Observe: The relationship between the sign of each term appears to depends on $n$. Note that $n$ appears as not only as a power of $c_3$, but also in the context of $2n$ with $c_0$. In this latter context, as $2n$ will always produce an even value, it will not contribute to the determination of parity.

Observe: The value of $3n$ acts the same way as $n$ does when it determines parity, and this suggests that parity may not depends on $c_3$ as previously assumed, and that there may be a more fundamental version of the general cubic.

Observe: This suggests that it is not the pwer of $c_3$ that determines the sign of each term, but rather the power of $c_1$, given by the multiset formula from a BiTri rootfied polygon.
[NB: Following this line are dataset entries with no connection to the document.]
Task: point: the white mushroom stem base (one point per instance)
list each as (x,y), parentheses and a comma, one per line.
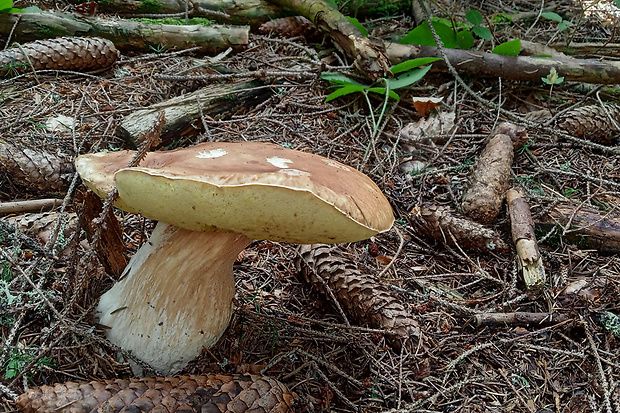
(175,296)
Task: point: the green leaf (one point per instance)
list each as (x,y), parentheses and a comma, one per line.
(465,40)
(345,90)
(474,17)
(423,36)
(358,25)
(482,32)
(552,16)
(413,63)
(381,91)
(338,78)
(511,48)
(408,78)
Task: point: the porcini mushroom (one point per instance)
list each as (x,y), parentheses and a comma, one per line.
(211,201)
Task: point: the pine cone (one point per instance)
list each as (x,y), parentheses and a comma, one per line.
(211,393)
(360,295)
(64,53)
(34,170)
(592,123)
(290,27)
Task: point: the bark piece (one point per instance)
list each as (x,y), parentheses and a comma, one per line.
(209,393)
(368,57)
(592,122)
(588,228)
(522,226)
(34,170)
(110,249)
(519,318)
(361,296)
(441,224)
(489,180)
(126,35)
(183,112)
(65,53)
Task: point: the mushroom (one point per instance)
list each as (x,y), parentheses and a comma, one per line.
(211,200)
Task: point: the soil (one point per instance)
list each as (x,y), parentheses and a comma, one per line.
(281,326)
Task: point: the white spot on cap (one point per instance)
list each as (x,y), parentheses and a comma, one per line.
(279,162)
(213,153)
(294,172)
(336,164)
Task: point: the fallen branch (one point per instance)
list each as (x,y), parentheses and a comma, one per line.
(530,260)
(585,227)
(369,57)
(126,35)
(517,68)
(183,113)
(441,224)
(32,205)
(490,177)
(519,318)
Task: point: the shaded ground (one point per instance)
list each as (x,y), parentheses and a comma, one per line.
(280,324)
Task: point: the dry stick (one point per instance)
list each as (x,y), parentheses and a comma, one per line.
(518,318)
(601,372)
(528,255)
(29,205)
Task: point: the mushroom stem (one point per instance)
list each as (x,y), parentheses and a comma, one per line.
(174,297)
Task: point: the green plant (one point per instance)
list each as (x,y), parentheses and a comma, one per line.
(562,24)
(552,79)
(475,18)
(410,72)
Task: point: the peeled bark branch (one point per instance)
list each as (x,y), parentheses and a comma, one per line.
(441,224)
(183,112)
(368,57)
(489,179)
(363,297)
(126,35)
(522,319)
(518,68)
(530,260)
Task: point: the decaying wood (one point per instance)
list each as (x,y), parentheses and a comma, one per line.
(585,227)
(183,112)
(252,12)
(489,179)
(292,26)
(34,170)
(519,318)
(368,57)
(519,68)
(64,53)
(31,205)
(110,247)
(524,238)
(443,225)
(126,34)
(325,267)
(215,393)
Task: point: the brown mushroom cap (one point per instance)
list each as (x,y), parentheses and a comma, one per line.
(258,189)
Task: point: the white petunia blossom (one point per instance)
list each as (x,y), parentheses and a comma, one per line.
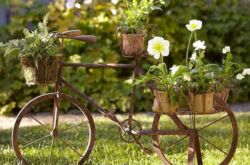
(226,50)
(70,4)
(113,11)
(115,1)
(158,46)
(174,69)
(186,77)
(199,45)
(78,5)
(194,25)
(246,72)
(193,57)
(87,2)
(240,76)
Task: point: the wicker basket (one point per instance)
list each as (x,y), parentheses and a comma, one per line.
(223,95)
(44,73)
(201,103)
(162,103)
(132,44)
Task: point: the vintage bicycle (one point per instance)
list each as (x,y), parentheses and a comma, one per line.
(186,135)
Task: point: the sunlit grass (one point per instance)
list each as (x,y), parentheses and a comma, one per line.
(109,150)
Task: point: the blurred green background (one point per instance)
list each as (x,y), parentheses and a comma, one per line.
(225,22)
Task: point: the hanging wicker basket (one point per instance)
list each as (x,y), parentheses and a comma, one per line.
(45,72)
(162,103)
(132,45)
(201,103)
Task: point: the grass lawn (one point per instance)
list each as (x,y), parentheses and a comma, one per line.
(109,150)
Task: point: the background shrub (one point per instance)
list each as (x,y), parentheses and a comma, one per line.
(225,22)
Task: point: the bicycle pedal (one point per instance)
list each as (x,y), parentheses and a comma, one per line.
(147,151)
(110,113)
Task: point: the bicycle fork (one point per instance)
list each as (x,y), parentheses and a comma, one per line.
(56,105)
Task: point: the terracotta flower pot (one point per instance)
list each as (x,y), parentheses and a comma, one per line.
(162,103)
(133,44)
(44,73)
(201,103)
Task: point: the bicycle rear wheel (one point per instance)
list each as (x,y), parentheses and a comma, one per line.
(213,140)
(37,144)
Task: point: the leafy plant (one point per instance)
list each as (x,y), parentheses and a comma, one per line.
(160,76)
(36,44)
(135,17)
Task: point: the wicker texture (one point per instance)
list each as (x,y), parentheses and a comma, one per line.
(133,44)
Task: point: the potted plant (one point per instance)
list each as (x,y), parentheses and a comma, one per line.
(39,53)
(200,88)
(208,80)
(132,25)
(166,83)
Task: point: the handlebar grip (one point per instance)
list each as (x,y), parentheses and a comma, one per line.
(85,38)
(71,33)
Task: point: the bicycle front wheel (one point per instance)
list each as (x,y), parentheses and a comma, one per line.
(37,144)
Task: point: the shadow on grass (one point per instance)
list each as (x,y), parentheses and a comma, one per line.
(110,150)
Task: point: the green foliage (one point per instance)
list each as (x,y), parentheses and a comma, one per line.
(36,44)
(226,24)
(134,17)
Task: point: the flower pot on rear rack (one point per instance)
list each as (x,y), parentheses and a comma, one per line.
(132,45)
(201,103)
(162,103)
(43,71)
(223,95)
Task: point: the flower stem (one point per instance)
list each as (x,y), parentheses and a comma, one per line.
(161,58)
(189,41)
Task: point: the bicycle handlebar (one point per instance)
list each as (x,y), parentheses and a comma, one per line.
(76,35)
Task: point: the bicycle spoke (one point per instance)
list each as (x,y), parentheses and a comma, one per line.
(41,123)
(213,145)
(67,144)
(35,141)
(213,122)
(51,150)
(84,122)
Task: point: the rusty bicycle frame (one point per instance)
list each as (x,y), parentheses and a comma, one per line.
(182,129)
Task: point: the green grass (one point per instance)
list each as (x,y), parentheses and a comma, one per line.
(109,150)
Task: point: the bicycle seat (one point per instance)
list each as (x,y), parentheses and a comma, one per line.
(76,35)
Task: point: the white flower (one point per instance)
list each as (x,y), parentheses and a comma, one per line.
(194,25)
(113,11)
(226,50)
(115,1)
(199,45)
(87,2)
(70,4)
(158,46)
(194,56)
(246,72)
(78,5)
(186,77)
(174,69)
(239,76)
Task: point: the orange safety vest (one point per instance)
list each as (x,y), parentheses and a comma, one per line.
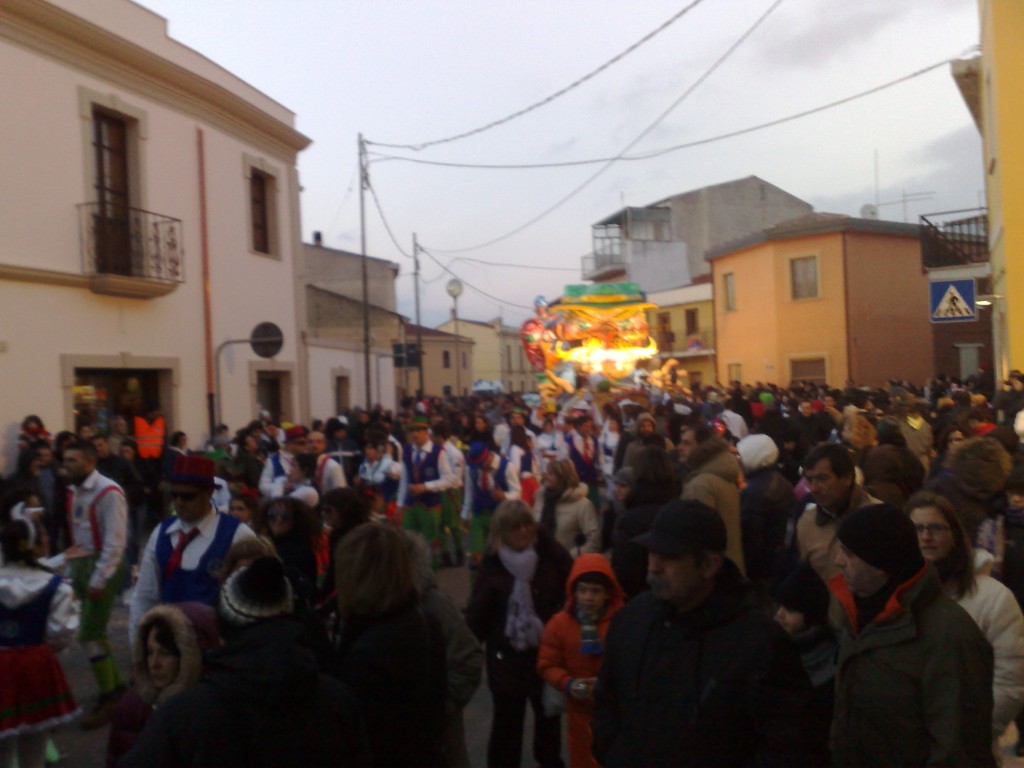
(150,437)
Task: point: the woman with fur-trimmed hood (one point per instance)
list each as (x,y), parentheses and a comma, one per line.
(714,479)
(973,479)
(167,658)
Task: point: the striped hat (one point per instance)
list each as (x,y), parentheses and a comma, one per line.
(257,592)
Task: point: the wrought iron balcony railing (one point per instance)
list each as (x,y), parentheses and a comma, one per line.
(130,243)
(954,238)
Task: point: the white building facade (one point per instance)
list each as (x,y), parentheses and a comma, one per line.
(150,215)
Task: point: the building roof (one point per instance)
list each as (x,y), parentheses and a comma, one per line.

Observe: If $c_1$ is replaced with $-c_1$ in the general cubic equation, the sign dissapears from the formula

Observe: This leads to the following (updated) theorem.

Theorem

A solution to $c_0 - c_1x + c_2x^2 + c_3x^3 = 0$ is given by

$$x = \Sigma_{m = 0}^+ \Sigma_{n = 0}^+ \frac{(2m + 3 n)!}{(1 + m + 2 n)!m!n!} \frac{c_0^{1 + m + 2n} c_2^{m} c_3^{n} }{c_1^{2 m + 3 n + 1}} $$

Observe: This suggests that $c_3$ is not the critical variable for determining parity.

Observe: This simplification of the formula suggests that the formula could be generalised to higher degrees as all degrees will contain $c_1$

Observe: A general formula for a quadratic may be given by:

A solution to $c_0 - c_1x + c_2x^2 + c_3x^3 + c_4x^4 = 0$ is given by

$$x = \Sigma_{m = 0}^+ \Sigma_{n = 0}^+ \Sigma_{p = 0}^+ \frac{(2m + 3n + 4p)!}{(1 + m + 2n + 3p)!m!n!p!} \frac{c_0^{1 + m + 2n + 3p} c_2^{m} c_3^{n} c_4^{p} }{c_1^{4p + 2m + 3n + 1}} $$

Observe: This could be generalised to a quintic and higher degrees.